Le système caulinaire (tige et feuilles) meurt en automne, mais le système racinaire (partie souterraine) est extrêmement résistant au froid et aux températures négatives de l’hiver.  

De nouvelles tiges et fleurs sortent du sol à partir de bourgeons en juin. En juillet, le rhizome atteint sa taille maximale et les bourgeons de l’année suivante s’y développent[2].

La plante produit des graines à la fin de la floraison, mais elles ne germeront qu’au printemps suivant. La masse des graines est très dépendante de la concentration en azote du sol[2]. B. alpina effectue également la reproduction asexuée (ou végétative) par fragmentation du rhizome[2],[9].

Pollinisateurs et dissémination de graines

Le pollen de la fleur est transporté par les insectes, plus particulièrement les bourdons[2],[6], ce qui fait de B. alpina une plante entomogame.
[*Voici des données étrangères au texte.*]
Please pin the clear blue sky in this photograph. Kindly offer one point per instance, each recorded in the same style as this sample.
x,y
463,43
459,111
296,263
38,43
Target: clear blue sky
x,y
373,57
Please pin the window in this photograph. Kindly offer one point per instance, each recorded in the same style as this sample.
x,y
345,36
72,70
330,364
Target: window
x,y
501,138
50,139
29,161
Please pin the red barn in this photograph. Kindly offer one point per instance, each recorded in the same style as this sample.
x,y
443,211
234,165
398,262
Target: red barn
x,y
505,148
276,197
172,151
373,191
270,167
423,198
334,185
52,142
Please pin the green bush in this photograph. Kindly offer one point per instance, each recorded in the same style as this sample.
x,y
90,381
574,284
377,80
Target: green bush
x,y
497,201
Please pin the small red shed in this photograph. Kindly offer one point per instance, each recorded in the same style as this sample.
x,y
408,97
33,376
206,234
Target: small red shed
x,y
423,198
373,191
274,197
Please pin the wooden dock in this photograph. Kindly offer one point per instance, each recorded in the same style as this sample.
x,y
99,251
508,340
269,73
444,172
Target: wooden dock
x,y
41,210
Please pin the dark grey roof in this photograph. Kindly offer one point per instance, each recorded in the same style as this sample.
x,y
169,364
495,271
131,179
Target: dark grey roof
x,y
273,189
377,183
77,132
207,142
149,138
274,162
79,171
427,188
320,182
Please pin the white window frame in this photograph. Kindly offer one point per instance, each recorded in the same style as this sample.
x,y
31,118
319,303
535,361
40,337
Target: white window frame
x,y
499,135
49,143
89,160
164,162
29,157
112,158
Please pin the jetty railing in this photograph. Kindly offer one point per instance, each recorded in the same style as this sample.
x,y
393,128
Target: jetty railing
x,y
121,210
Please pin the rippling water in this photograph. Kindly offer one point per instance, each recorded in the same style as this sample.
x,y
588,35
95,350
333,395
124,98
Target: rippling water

Pour la dispersion, les graines retiennent l’eau grâce à leurs rayures, ce qui leur permet d’adhérer à des surfaces lisses et humides tels que les sabots et les museaux des animaux en pâture[2]. Il arrive souvent aussi que les graines se répartissent simplement en restant accrochées aux ailes d’oiseaux ou aux mammifères broutant. Il se peut même qu’elles se retrouvent dans une rivière, où elles peuvent flotter pendant plusieurs mois, à condition que l’eau ne gèle pas. Enfin, le vent peut également être un facteur de dispersion, mais il n’égale en aucun cas les autres facteurs[2].

Phytophages

Dans le nord de Suède, les graines souffrent de la prédation causée par les larves de 2 insectes (le lépidoptère Aethes deutschiana et le diptère Gimnomera dorsata). Ces insectes pondent leurs œufs sur les bractées. Ces larves causent une perte de 40 à 50% des fruits chaque année[2],[13].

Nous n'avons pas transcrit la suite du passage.